Patrick Kane’s creativity wildly popular
BY MARK LAZERUS firstname.lastname@example.org May 4, 2013 8:42PM
Minnesota Wild v Chicago Blackhawks - Game Two
Updated: June 6, 2013 7:20AM
ST. PAUL, Minn. — Patrick Kane got the puck in the slot and tried to get off a quick shot, only to have his stick lifted by a Wild defenseman. With four Minnesota players zeroing in on him, and goalie Josh Harding focused on him, Kane quickly spun to his right and fired a pass to Patrick Sharp, left all alone in the corner. The “easy” goal all but sealed the Blackhawks’ Game 2 victory, and was quintessential Kane.
“He loves making that pass,” Sharp said.
He didn’t always, though. Kane said that when he was a kid, 11 or 12, he rarely passed the puck, instead preferring to take the puck down the ice and trying to finish it off himself.
“I finally ran into a coach that said ‘you’re going to have to pass the puck or you’re going to sit on the bench,’ ’’ Kane said. “I remember I went down the full length of the ice, scored a goal, and I sat on the bench for the rest of the period. From that moment on, I just tried to improve my vision and my passing ability, and that’s probably where it came from. A lot of practice, too.”
Kane’s playmaking ability has always been otherworldly, but it’s reached new levels this season — from his seeing-eye passes to his spin-o-rama goal in Detroit to his incredible stick-handling in shootouts.

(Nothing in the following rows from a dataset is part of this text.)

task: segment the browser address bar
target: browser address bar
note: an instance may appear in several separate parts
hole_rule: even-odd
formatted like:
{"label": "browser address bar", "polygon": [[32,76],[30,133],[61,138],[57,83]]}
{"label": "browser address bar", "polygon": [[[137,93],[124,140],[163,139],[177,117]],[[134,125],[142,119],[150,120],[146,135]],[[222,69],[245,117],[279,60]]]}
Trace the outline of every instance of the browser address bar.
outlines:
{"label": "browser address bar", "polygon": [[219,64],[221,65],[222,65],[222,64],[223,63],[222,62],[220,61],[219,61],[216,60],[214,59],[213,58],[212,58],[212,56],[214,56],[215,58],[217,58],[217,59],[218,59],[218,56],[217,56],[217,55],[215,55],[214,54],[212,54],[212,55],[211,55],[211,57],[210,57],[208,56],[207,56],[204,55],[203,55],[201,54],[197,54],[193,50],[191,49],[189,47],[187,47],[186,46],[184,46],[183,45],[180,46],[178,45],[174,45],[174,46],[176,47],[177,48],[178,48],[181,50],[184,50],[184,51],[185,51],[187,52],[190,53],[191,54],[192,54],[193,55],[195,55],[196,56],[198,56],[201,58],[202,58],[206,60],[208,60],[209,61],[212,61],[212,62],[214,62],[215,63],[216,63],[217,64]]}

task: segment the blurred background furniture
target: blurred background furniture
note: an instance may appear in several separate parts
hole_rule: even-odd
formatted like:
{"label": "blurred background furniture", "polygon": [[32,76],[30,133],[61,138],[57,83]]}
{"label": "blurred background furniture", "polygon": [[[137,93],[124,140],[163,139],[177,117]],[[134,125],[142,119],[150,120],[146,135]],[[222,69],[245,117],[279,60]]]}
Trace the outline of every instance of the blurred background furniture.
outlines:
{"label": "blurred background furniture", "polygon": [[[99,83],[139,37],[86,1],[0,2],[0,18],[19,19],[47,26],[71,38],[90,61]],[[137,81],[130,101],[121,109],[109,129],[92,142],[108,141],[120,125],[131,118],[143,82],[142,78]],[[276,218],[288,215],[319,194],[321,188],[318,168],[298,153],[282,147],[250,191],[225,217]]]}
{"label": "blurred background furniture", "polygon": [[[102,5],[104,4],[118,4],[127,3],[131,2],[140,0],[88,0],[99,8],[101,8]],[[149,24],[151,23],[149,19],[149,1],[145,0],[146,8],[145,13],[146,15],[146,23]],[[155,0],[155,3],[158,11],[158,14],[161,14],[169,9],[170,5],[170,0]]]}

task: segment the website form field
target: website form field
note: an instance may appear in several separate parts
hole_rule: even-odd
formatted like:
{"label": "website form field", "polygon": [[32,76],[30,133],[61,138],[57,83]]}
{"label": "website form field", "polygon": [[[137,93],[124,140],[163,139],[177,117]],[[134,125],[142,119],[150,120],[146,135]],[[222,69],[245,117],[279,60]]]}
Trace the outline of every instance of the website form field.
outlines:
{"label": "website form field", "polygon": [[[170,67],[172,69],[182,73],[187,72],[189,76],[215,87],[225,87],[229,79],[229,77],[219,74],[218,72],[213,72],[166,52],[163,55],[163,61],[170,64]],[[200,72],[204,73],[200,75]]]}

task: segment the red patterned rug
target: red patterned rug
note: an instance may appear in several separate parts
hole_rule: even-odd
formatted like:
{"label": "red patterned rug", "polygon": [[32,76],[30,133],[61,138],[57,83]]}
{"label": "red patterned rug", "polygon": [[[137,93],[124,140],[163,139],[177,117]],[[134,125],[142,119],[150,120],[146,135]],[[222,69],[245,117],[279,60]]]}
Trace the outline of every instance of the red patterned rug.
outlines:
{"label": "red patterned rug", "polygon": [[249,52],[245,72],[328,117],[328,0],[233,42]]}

“He’s got the hands to stick-handle his way out of a phone booth,” Bryan Bickell said. “He pulls things I can only dream about in games. I try to do them in practice, but usually I just embarrass myself.”
Ugly goals are nice, and usually necessary against the Wild. But the fancy ones are more fun for the players.
“As players, you always want to show your skill and your ability to create,” Kane said. “I think that’s what the fans like, they like pretty plays like that. Sometimes it’s nice to do those things.”
Dave Bolland (groin) and Ray Emery (lower-body) were both ruled out for Game 3
by coach Joel Quenneville, though they did make the trip to Minnesota.
Jason Pominville (concussion) and Clayton Stoner didn’t practice for the Wild. Goalie Niklas Backstrom practiced again for the Wild and looked “good” according to coach Mike Yeo. His status will be a game-time decision.